A company wants to market a new chocolate bar. Its research department has come up with two versions, one with almonds and one with peanuts. The company intends to market the version with peanuts unless the majority of potential customers prefers almonds. To decide this, a taste test with a sample of 3600 potential customers was performed with the following results: 1999 favor the version with almonds, while 1601 favor the one with peanuts.

Assume all samples are simple random samples and α (alpha) is taken to be 0.05.

To decide which version of the chocolate bar to market, we need to conduct a hypothesis test.

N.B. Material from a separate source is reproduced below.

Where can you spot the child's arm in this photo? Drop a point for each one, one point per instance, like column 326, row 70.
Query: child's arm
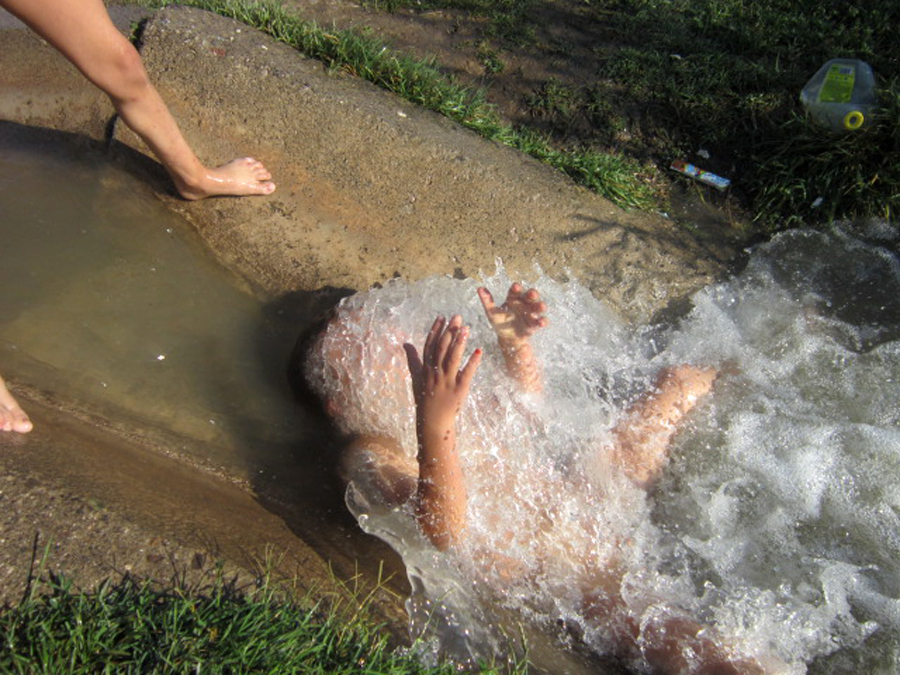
column 515, row 321
column 440, row 388
column 641, row 440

Let's state our null and alternative hypotheses:
- Null hypothesis (H0): The majority of potential customers prefers the version with peanuts.
- Alternative hypothesis (Ha): The majority of potential customers prefers the version with almonds.

We will be using a one-sample proportion test to determine if the proportion favoring almonds is significantly different from the proportion favoring peanuts.

Given that we have a sample size of 3600 and that 1999 favor the version with almonds, we can calculate the sample proportion of customers favoring almonds (p-hat):
p-hat = (1999/3600) = 0.5553

Next, we need to calculate the standard error (SE) of the sample proportion:
SE = sqrt((p-hat*(1-p-hat)) / n)
SE = sqrt((0.5553*(1-0.5553)) / 3600)
SE = 0.0087

Now, we will conduct a one-sample proportion z-test to test the null hypothesis:
z = (p-hat - p) / SE
where p is the proportion specified in the null hypothesis. In this case, p = 0.5 (assuming equal preference for both versions).

z = (0.5553 - 0.5) / 0.0087
z = 6.32

At a significance level of α = 0.05, the critical z-value for a two-tailed test would be ±1.96. Since the calculated z-value (6.32) is much higher than the critical value, we reject the null hypothesis.

Therefore, we can conclude that the majority of potential customers prefer the version with almonds, and the company should market that version of the chocolate bar.